Said this source: “When you’ve got coaches not talking to coaches — forget the players — you can’t win when your organization’s like that.”
There was no questioning Trubisky’s desire to lead. He had researched leadership styles, eating up Sam Walker’s “The Captain Class. For 11 years, Walker studied leaders on the best sports teams around the globe. Not only did Trubisky screenshot pages from the book to save in his phone as reference — he even strummed up a relationship with Walker. The author would text him videos, for example, of Tim Duncan interacting with teammates. Taking a cue from “The Water Carrier” in the book, Trubisky made an effort know everyone in the Bears building, from Jorge (the Bears’ smoothie-maker) to Roberto (a janitor). Trubisky was the point man rallying teammates together for dinners.

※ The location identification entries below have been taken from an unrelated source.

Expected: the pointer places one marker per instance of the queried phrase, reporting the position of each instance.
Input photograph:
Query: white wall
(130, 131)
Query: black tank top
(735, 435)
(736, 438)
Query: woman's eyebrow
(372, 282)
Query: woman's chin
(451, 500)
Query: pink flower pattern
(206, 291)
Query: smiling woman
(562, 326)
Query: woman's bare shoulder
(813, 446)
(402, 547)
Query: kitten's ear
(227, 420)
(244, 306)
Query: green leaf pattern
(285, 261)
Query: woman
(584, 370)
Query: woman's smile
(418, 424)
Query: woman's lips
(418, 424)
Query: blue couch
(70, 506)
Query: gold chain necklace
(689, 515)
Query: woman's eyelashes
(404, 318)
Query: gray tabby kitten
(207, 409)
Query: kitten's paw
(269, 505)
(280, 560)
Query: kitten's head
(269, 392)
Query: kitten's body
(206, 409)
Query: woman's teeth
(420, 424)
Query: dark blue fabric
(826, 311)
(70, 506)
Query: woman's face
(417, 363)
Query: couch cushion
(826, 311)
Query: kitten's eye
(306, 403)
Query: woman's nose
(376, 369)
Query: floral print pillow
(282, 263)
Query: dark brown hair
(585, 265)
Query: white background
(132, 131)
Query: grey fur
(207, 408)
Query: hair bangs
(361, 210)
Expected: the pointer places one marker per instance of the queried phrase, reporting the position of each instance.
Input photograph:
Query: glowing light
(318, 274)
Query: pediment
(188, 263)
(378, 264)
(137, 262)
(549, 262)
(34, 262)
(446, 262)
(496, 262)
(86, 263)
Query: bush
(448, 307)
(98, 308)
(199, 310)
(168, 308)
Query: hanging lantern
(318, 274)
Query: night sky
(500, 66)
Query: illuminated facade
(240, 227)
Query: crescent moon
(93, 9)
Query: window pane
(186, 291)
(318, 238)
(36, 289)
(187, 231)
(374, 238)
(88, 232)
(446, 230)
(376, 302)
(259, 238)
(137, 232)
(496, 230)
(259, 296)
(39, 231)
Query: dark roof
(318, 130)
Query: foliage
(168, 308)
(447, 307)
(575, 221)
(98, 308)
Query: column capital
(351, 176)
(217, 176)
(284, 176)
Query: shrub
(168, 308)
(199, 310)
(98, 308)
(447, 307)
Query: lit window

Robinson, the team’s star wideout, insists his QB tried to “exhaust the tank” as the leader of the team.
Not all QBs do.
“And that’s something,” Robinson adds, “I always respect him for.”
Give the quarterback man-to-man coverage, and he’ll tear you up. Robinson points to Trubisky’s performances against Lions. In ’18, ’19 and ’20, Trubisky went 4-1 against the division foe while completing 71 percent of his passes for 1,375 yards with 14 touchdowns and one interception. But camouflage your intent — make the picture blurry — and he wasn’t the same quarterback. Coordinators who relied on disguise and deception gave him problems. Engaging in pre-snap warfare was not his forte.
Trubisky played through his torn labrum with a harness, and it was painful.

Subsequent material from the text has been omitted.